In collaboration with Jeddah-based artist Doa Bugis, Bab Boutique recently introduced “Migrating Birds,” a new collection of finely embroidered bags by Syrian refugees in Lebanon based on art pieces created by Bugis, whose works focus on exploring grief, loss, migration and hybrid identities.

“I have been an admirer of Bab for years. The Stories of Syria collection caught my eye and have drawn me into Bab’s own narrative, values and ethics,” said Bugis. “Knowing what they stand for, I said yes without giving it a second thought.

“Migrating Birds has been brewing in my head for years. I’ve always been interested in hybrid identities and spent about six years researching the subject,” Doa Bugis told Arab News.

“One of the main factors behind mixed identities is migration. It has been a phenomenon rooted in history. People have always relocated for better jobs, opportunities and living conditions. Whether the reasons were religious, economical or educational, uprooting yourself and your family is not an easy journey.”

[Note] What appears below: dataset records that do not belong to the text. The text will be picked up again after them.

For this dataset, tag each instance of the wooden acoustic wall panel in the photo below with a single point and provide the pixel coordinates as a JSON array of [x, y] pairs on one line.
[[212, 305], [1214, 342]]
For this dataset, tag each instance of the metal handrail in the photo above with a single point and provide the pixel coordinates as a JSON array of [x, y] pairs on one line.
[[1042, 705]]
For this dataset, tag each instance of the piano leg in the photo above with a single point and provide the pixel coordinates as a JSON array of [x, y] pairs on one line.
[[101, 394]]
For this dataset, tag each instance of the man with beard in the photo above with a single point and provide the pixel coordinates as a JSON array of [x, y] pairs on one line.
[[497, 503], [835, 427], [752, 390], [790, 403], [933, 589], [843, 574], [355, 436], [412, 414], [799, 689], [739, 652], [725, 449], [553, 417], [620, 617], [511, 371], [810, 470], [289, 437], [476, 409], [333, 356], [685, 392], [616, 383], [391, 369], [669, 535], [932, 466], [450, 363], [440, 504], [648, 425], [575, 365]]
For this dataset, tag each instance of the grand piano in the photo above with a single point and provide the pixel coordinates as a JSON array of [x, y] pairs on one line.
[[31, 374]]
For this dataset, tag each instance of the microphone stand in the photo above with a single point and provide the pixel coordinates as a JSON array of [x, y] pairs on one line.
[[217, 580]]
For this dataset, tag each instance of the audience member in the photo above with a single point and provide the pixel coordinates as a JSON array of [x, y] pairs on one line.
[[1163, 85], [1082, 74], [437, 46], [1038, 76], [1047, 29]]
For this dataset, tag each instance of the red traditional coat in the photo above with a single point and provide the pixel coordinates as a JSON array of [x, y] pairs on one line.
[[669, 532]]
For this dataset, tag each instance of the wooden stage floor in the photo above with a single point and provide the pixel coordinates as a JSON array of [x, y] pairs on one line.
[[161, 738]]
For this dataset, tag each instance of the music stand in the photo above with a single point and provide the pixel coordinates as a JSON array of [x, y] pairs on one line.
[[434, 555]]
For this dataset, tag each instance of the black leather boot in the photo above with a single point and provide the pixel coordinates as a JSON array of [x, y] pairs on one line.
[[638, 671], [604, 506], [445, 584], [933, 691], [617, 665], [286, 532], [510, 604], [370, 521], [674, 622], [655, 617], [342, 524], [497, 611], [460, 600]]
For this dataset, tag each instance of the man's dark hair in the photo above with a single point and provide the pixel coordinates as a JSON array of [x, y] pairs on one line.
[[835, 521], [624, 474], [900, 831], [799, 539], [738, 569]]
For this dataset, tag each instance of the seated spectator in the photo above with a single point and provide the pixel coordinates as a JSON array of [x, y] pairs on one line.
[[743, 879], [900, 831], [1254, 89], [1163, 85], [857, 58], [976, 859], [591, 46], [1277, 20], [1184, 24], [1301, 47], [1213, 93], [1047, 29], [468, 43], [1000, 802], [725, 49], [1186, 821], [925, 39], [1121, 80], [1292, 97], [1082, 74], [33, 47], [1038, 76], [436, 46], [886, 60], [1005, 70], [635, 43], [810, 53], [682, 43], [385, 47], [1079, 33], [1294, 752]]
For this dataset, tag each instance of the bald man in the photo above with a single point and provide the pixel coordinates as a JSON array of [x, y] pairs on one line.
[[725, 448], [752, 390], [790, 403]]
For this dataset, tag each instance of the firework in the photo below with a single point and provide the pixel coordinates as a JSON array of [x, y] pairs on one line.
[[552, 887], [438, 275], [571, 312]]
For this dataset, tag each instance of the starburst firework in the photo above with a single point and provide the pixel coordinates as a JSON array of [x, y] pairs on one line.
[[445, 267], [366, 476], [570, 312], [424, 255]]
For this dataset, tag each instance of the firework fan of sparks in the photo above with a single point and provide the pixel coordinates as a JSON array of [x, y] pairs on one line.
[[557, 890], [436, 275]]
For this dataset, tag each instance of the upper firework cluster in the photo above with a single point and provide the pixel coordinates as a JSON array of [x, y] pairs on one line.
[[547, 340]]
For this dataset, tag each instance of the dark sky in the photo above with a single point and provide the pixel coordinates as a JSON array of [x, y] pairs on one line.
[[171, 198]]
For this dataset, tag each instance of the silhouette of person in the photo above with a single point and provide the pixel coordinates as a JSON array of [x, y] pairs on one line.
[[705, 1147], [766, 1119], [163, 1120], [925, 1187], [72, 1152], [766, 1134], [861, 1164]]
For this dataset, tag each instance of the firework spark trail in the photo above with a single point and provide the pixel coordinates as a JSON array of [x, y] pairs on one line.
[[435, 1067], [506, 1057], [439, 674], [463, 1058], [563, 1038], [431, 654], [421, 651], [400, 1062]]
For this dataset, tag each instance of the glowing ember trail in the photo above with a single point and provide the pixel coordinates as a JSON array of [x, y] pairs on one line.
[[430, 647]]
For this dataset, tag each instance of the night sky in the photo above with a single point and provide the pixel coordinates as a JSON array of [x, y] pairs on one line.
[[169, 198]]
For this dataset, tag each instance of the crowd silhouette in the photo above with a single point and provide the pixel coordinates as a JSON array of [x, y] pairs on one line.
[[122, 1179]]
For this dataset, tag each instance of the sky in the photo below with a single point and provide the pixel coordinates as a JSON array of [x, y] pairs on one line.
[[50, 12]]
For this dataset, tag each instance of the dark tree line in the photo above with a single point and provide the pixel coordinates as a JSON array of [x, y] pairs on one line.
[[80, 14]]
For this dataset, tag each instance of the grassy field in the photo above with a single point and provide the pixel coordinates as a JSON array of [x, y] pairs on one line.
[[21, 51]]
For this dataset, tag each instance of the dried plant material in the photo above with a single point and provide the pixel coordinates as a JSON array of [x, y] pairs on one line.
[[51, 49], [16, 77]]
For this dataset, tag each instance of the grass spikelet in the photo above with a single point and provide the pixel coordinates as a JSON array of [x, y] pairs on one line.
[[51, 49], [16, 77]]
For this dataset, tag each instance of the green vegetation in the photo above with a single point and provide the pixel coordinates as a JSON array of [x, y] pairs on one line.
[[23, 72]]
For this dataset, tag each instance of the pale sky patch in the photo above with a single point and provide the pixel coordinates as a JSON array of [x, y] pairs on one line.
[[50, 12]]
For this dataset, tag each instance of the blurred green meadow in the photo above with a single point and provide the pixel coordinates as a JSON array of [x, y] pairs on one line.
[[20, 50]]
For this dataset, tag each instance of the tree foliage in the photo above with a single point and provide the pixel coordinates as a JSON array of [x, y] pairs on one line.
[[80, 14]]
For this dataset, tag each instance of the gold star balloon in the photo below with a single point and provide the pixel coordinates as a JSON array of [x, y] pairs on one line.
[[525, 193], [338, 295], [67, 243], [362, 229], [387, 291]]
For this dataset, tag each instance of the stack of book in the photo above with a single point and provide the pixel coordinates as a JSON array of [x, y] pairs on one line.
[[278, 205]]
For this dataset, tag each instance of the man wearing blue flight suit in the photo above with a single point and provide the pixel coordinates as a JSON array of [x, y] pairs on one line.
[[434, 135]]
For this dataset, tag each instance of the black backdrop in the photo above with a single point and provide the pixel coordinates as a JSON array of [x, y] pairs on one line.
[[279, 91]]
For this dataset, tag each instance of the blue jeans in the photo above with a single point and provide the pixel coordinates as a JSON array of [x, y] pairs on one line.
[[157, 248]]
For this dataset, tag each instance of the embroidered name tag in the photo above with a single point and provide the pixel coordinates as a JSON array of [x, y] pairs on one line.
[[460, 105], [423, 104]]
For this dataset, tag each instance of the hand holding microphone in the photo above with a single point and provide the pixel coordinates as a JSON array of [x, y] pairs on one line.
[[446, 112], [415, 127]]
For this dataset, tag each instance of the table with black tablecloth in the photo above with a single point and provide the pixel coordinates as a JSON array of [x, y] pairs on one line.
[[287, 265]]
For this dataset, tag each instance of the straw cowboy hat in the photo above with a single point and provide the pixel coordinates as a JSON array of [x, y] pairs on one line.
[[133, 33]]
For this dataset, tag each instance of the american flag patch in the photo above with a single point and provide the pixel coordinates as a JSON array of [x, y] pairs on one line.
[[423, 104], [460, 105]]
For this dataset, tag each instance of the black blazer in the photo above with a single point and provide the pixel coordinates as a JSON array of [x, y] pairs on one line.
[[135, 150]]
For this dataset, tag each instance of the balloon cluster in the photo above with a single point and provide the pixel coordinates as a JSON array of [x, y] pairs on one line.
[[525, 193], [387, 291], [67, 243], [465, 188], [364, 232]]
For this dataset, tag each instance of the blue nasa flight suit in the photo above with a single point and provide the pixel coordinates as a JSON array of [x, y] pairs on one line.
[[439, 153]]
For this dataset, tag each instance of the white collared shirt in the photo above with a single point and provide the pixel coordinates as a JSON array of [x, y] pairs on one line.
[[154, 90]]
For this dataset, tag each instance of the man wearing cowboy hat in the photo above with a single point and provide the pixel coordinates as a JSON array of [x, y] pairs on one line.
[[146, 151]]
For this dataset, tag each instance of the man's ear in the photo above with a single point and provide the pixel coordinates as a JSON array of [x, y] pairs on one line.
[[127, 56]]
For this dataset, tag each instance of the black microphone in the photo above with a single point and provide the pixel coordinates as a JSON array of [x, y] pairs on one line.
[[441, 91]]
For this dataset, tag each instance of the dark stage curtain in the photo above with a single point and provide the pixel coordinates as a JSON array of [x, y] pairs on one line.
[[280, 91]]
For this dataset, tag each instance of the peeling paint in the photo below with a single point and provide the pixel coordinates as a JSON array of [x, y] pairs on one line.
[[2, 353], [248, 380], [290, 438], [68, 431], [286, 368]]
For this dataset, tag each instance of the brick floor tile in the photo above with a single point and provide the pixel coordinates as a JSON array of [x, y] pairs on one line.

Bugis sketched this narrative with words and then translated it visually. After many attempts she finally created an eye-catching miniature painting that combined Islamic art and calligraphy.

The finely embroidered bags feature images of birds, and phrases such as “In migration, there is loss and existence.”

Bab now hopes refugees can be valued for the cultural richness they bring with them.

“We want to change the fact that money and property is the judge for someone’s richness. You can be financially poor, but rich in culture and art; we want to make this shift,” Sahab said.

She said that the startup hopes to foster a new approach to humanitarian work that will give people the capacity to build for themselves and sustain their lives.

Bab plans to continue working with refugees on special lines and collections, but is also working on building communities both inside and outside the Kingdom.

“We believe that Bab is an imperfect project, an ever-evolving process of trial and error,” said Sahab.

“We have a growth mindset. We try to have patience and work slowly against societal and business industry expectations.”
Although social entrepreneurship is a new concept in the Saudi market, Sahab is optimistic about the future.

“Social businesses were not popular in the past. However, recently new regulations were set to support them. I expect a better future for social startups and social entrepreneurship.”